But you started out talking about just touching up. For which I think an airbrush would be a great tool. But there's a strong learning curve using an airbrush.

The main problem I think you'll have, if over-spraying the entire frame, are all the nicks and dings. What you are now just touching up. If you go the complete over-spray route, and don't level those out first, you're going to see them no matter how many coats of paint you spray on. You've got to get the whole surface level first, then spray. Otherwise you're going to sanding every coat down to the original level of paint, until the divots are filled. A waste of effort, paint, and time.

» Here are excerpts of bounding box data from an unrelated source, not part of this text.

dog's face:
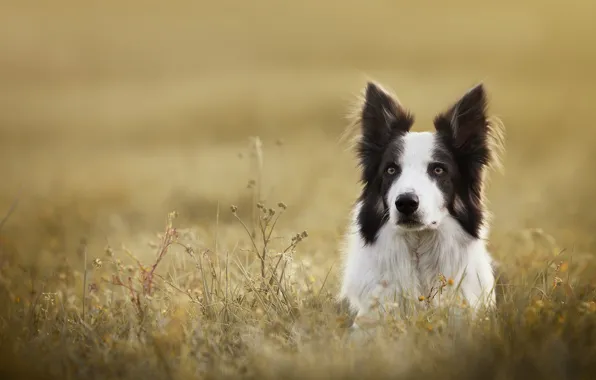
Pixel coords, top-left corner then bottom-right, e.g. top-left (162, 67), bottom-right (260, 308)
top-left (358, 83), bottom-right (490, 242)
top-left (379, 132), bottom-right (457, 230)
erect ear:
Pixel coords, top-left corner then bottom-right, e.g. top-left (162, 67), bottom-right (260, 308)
top-left (361, 82), bottom-right (413, 145)
top-left (358, 82), bottom-right (414, 181)
top-left (435, 84), bottom-right (488, 154)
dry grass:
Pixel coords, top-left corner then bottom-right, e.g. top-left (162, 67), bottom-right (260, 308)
top-left (0, 0), bottom-right (596, 379)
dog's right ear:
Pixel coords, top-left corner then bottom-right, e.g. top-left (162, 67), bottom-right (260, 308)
top-left (361, 82), bottom-right (414, 139)
top-left (358, 82), bottom-right (414, 181)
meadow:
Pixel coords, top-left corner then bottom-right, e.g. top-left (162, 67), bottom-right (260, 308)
top-left (0, 0), bottom-right (596, 379)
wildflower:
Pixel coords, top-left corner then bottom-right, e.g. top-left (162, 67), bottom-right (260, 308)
top-left (93, 257), bottom-right (102, 268)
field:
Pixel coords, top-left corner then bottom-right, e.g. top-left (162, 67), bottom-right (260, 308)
top-left (0, 0), bottom-right (596, 379)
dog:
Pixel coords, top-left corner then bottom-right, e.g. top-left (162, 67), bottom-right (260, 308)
top-left (339, 82), bottom-right (502, 327)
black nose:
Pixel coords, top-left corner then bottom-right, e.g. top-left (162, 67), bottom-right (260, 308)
top-left (395, 193), bottom-right (419, 215)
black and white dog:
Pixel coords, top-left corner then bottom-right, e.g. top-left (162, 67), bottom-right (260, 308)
top-left (340, 82), bottom-right (500, 326)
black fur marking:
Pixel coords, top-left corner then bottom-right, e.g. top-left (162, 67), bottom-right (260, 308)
top-left (434, 85), bottom-right (491, 238)
top-left (358, 82), bottom-right (414, 244)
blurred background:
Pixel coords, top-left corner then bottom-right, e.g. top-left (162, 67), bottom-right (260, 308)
top-left (0, 0), bottom-right (596, 274)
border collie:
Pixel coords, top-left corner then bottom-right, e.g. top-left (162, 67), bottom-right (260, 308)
top-left (340, 82), bottom-right (501, 327)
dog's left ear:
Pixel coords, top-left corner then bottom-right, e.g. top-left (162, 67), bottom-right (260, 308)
top-left (434, 84), bottom-right (488, 154)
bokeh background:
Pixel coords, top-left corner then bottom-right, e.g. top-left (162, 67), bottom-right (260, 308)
top-left (0, 0), bottom-right (596, 278)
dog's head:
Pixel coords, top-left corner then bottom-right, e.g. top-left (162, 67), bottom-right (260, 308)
top-left (358, 83), bottom-right (500, 242)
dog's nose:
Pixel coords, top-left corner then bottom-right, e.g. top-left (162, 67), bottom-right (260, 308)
top-left (395, 193), bottom-right (419, 215)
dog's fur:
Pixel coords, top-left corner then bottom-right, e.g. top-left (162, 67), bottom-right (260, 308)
top-left (340, 82), bottom-right (500, 326)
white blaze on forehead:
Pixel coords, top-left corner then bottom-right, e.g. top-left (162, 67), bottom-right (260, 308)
top-left (387, 132), bottom-right (447, 226)
top-left (399, 132), bottom-right (435, 170)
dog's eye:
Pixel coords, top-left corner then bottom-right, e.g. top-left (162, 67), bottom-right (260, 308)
top-left (385, 165), bottom-right (397, 175)
top-left (431, 164), bottom-right (447, 176)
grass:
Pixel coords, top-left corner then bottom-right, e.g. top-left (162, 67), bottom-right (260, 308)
top-left (0, 140), bottom-right (596, 379)
top-left (0, 0), bottom-right (596, 379)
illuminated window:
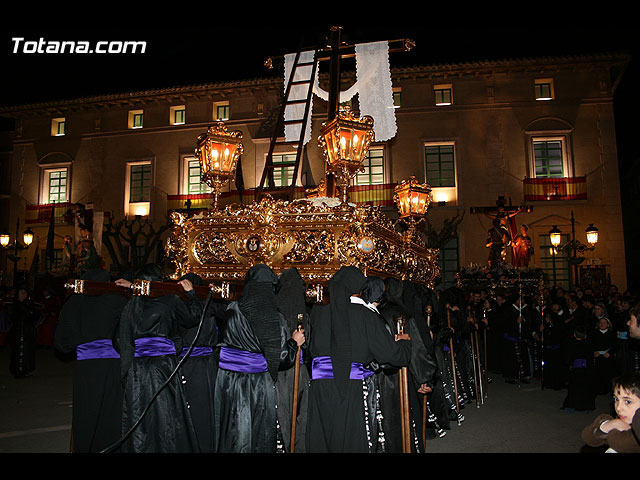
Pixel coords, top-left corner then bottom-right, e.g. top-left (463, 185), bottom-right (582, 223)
top-left (433, 85), bottom-right (453, 106)
top-left (354, 148), bottom-right (384, 185)
top-left (424, 144), bottom-right (456, 187)
top-left (533, 138), bottom-right (567, 178)
top-left (393, 88), bottom-right (402, 108)
top-left (183, 157), bottom-right (211, 195)
top-left (169, 105), bottom-right (186, 125)
top-left (271, 153), bottom-right (296, 188)
top-left (534, 78), bottom-right (555, 100)
top-left (129, 163), bottom-right (151, 203)
top-left (129, 110), bottom-right (144, 128)
top-left (51, 117), bottom-right (66, 137)
top-left (124, 161), bottom-right (153, 216)
top-left (42, 168), bottom-right (68, 203)
top-left (213, 102), bottom-right (230, 122)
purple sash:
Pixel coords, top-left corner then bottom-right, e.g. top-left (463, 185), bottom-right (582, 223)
top-left (134, 337), bottom-right (176, 357)
top-left (76, 339), bottom-right (120, 360)
top-left (180, 347), bottom-right (213, 357)
top-left (311, 356), bottom-right (373, 380)
top-left (573, 358), bottom-right (587, 368)
top-left (218, 347), bottom-right (267, 373)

Fill the chips and divots. Sand them down level with the original paint. It may take several fills. Then spray.

As far as airbrushes go, if you just want to try one for touch ups, I'd recommend as good a brush as you can afford. Like everything else, you get what you pay for. But good ones can be expensive and if you don't plan on doing a lot of this, it's hardly worth it. I own an Iwata, and it's a fantastic tool. But probably over-kill for what you're doing.

For full frame, it's hard to beat those detail guns. I own several conventional spray guns, including a detail gun, but if I were going to buy one now, I'd go for a LVLP (low volume low pressure) spray gun. Can be run on a relatively small compressor. Or, High Volume Low Pressure, if you have a compressor big enough to drive it. Which most homeowner compressors won't do. Not enough volume output. Beware of this difference if you are buying.